The Nativity casts no shadows of fear, but rather emanates the light of grace. The Nativity calls out to us tonight just as the angel proclaimed to the terrified shepherds that Holy Night so long ago, “Do not be afraid. I bring you good news of great joy that will be for all the people.” The poor, helpless, baby wrapped in clothes and lying in a dirty, old, cattle trough is God’s sign to the whole world of His grace and favor toward us. This helpless Child born for you and me is Emmanuel; God among us… with us… and for us, not God against us.
In this bundle of swaddling clothes is “The Wonderful Counselor, Mighty God, Everlasting Father, Prince of Peace” (Is. 9:6) come into your world to save you not with sword or might but by being defeated Himself. By God’s grace His swaddling clothes were replaced with the filthy garments of your guilt and sin. This innocent Babe was made a sinner that God might make you in Him saints! He was wounded to bring you healing. He was brought low in suffering and humiliation that you might be exalted in glory. He was put to death in your place under the wrath of God so that you could be made alive in the forgiveness of your sins. He was afforded no room save in a cattle stall so that you might be given permanent residence in God’s mansions of Glory.
All this despite the fact that in and account of your sin you have deserved nothing but God’s present and eternal punishment. This, dear fellow sinners, is unadulterated, unearned, divine favor; that is, pure grace born to you!
Is it any wonder then that the whole army of angels sang in the skies above Bethlehem, “Glory to God in the highest and on earth peace to men on whom his favor rests.” The Nativity of Jesus is to God’s glory. The Holy Nativity has manifested to us God’s saving grace and infinite wisdom that has conquered sin, death, the devil, and even hell all in the frailty of human flesh and has brought eternal peace between the sinner and a just God.

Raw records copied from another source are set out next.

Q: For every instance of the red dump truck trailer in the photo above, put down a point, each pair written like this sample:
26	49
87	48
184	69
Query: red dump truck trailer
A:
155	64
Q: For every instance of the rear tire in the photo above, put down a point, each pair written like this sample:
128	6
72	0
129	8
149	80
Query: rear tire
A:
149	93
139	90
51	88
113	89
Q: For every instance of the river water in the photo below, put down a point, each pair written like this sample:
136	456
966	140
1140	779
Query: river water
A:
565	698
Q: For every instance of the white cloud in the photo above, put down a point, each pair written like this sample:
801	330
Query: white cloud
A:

“Let us, then,” as Martin Luther once preached, “meditate upon the Nativity just as we see it happening in our own babies. I would not have you contemplate the deity of Christ, the majesty of Christ, but rather his flesh. Look upon the Baby Jesus. Divinity may terrify man. Inexpressible majesty will crush him. That is why Christ took on our humanity, save for sin, that he should not terrify us but rather that with love and favor he should console and confirm... Look upon this Lord of Peace and your spirit will be at peace. See how God invites you in many ways. He places before you a Babe with whom you may take refuge. You cannot fear him, for nothing is more appealing to a man than a babe. Are you affrighted? Then come to him, lying in the lap of the fairest and sweetest maid. You will see how great is the divine goodness, which seeks above all else that you should not despair. Trust him! Trust him! Here is the Child in whom is salvation. To me there is no greater consolation given to mankind than this, that Christ became man, a child, a babe, playing in the lap and at the breasts of his most gracious mother. Who is there whom this sight would not comfort? Now is overcome the power of sin, death, hell, conscience, and guilt, if you come to this gurgling Babe and believe that he is come, not to judge you, but to save” (Martin Luther Christmas Book; Bainton, Fortress Press, 1983, p.40.)
Yes, the grace of God has been born to you in the flesh of Jesus. This is the light of Christmas that enlightens every person. This is why you can have a Merry Christmas and a Happy New Year! Amen.